The present work belongs to a series of three paintings which Léger painted in 1920 entitled L'Homme à la Pipe (B.200, 201 and 202). The second version is housed in the Musée d'Art Moderne de la Ville de Paris (illustrated).
"During the decade that began in 1918, Léger produced some of his most important and advanced works. At that time, his style, more than that of any other French artist of the period, came close to employing the new international visual language, known in Paris as Purism...Léger's incorporation of the human figure into the compositions during the years dating from 1919 to 1921 differs significantly from the radical departure of Abstract Composition, 1919 and returns to the example provided by The Typographer (1917-18). The human figure is viewed as harmonious and integral, even subdued, in its surroundings and not in any way out of place...Léger was also able to convey this harmony in his observation of the new urban landscape" (R. Buck, exh.cat., Fernand Léger, Albright-Knox Art Gallery, Buffalo, 1982, p. 33).
In a discussion of the L'Homme à la Pipe series, and of the Paris version specifically, Christopher Green has commented "The nature of Léger's next move is most clearly seen in a series of paintings whose subject was the old simultanist concern, man in the city...Here the robot man is...a single co-ordinated structure of head, torso and limbs - a clear figurative statement contained within a stable and equally clear synthetic architecture of flat planes. Stability is ensured by the dominance of vertical and horizontal, and a certain austere strength is achieved by means of the broad, alternating bars of black and white. Yet, for all its stable clarity of statement, violent pictorial conflict remains central to L'Homme à la Pipe. The metallic solidity of Léger's man and dog strikes so hard against the flatness of their setting because of the clarity with which they are separated from it; thus, although the distinctly classical qualities of clarity and stability controlled by a strengthened sense of pictorial discipline have here come so much to the fore, Léger remains a painter concerned with conflict - with dissonance rather than with harmony" (C. Green, Léger and the Avant-Garde, New Haven and London, 1976, p. 197).
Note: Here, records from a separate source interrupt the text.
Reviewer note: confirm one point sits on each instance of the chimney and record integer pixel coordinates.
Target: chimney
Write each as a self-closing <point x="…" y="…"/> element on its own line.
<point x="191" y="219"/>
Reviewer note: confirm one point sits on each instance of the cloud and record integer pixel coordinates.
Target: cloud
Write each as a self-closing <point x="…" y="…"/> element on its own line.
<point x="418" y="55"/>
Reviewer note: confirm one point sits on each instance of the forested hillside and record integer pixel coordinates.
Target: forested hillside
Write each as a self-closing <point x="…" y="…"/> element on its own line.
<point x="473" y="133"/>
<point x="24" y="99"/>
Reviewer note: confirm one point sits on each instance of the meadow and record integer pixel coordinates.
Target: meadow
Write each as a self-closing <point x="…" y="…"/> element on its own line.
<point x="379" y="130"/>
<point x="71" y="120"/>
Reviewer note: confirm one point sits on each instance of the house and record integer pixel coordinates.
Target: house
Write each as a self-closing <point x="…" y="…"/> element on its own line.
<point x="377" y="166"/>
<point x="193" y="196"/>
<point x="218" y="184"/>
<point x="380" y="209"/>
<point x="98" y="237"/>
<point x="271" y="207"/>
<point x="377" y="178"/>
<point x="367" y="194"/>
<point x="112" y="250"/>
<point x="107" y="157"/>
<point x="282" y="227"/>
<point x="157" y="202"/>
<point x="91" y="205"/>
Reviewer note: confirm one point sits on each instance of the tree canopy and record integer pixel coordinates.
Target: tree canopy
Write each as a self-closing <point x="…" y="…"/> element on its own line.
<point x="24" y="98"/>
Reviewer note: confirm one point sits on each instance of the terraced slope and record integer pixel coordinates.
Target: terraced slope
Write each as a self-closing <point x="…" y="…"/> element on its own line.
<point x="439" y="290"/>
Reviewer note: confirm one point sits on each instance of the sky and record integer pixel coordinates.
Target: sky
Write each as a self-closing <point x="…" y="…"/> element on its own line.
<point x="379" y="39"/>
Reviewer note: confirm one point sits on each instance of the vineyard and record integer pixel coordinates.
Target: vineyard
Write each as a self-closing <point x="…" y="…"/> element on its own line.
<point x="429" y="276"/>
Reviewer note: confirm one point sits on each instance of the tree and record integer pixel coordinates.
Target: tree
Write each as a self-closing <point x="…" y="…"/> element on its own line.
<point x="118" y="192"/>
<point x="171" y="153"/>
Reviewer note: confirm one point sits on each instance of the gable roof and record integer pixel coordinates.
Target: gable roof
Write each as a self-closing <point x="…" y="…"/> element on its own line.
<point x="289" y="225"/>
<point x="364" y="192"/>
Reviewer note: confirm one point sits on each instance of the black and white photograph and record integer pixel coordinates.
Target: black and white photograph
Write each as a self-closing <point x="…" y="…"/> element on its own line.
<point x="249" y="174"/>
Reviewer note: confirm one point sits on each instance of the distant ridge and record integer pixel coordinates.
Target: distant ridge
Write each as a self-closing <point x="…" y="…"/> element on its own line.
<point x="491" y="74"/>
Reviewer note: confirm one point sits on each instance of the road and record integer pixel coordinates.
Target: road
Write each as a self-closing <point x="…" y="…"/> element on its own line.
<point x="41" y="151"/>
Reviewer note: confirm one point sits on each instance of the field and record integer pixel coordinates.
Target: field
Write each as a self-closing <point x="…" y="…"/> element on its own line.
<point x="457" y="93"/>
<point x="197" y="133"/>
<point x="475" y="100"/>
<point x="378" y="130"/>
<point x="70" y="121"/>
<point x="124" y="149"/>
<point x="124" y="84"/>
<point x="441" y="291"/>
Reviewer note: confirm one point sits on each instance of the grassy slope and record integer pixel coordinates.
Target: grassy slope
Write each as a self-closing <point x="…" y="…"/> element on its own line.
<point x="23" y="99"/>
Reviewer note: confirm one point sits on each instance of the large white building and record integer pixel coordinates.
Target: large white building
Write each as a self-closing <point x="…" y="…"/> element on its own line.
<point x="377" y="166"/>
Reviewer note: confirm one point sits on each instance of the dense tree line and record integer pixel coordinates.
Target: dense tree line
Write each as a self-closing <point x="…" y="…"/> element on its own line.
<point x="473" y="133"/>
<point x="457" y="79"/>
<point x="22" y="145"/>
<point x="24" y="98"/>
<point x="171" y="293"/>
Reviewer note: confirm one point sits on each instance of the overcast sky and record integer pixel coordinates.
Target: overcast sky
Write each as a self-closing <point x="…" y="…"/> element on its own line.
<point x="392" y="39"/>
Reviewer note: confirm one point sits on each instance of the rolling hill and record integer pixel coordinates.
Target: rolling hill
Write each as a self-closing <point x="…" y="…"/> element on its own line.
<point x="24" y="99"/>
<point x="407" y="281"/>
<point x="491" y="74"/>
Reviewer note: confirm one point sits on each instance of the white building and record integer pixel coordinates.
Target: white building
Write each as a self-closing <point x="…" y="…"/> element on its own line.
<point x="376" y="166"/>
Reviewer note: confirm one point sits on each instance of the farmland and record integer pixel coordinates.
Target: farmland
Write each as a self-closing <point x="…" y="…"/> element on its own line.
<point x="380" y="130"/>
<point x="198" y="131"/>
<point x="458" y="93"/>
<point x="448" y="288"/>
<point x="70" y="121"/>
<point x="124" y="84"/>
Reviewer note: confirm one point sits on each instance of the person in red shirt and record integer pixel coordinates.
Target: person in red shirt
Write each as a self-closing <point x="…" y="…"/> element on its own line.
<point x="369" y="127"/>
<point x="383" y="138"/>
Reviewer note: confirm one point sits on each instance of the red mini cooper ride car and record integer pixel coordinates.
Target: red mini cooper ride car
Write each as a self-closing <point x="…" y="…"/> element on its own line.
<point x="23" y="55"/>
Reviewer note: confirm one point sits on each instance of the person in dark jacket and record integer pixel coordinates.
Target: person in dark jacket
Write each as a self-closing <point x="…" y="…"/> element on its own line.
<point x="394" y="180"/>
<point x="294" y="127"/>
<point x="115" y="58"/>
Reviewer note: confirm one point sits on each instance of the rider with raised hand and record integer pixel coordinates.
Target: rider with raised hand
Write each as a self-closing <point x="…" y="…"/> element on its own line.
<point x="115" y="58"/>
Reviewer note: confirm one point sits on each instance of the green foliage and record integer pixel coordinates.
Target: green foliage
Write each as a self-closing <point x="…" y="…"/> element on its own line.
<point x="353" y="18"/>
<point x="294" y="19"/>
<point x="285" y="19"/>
L'Homme à la Pipe was originally handled by Léonce Rosenberg, one of the foremost patrons of the Parisian Avant-Garde, whose Galerie de l'Effort Moderne arranged pivotal exhibitions by Léger, Picasso, Gris and Severini. On 1 July 1918 Léger signed a contract with Rosenberg establishing him as his dealer. Léger had his first post-war exhibition at Galerie de l'Effort Moderne in February 1919. Other paintings of 1920 which passed through Rosenberg's hands include Les Trois Camarades (B.214), now in the Stedelijk Museum, Amsterdam, Élément Mécanique (B.240), now in the Kröller-Müller Museum, Otterlo and Les Deux Femmes et la Nature Morte (B.246), now in the Kunstmuseum, Winterhur.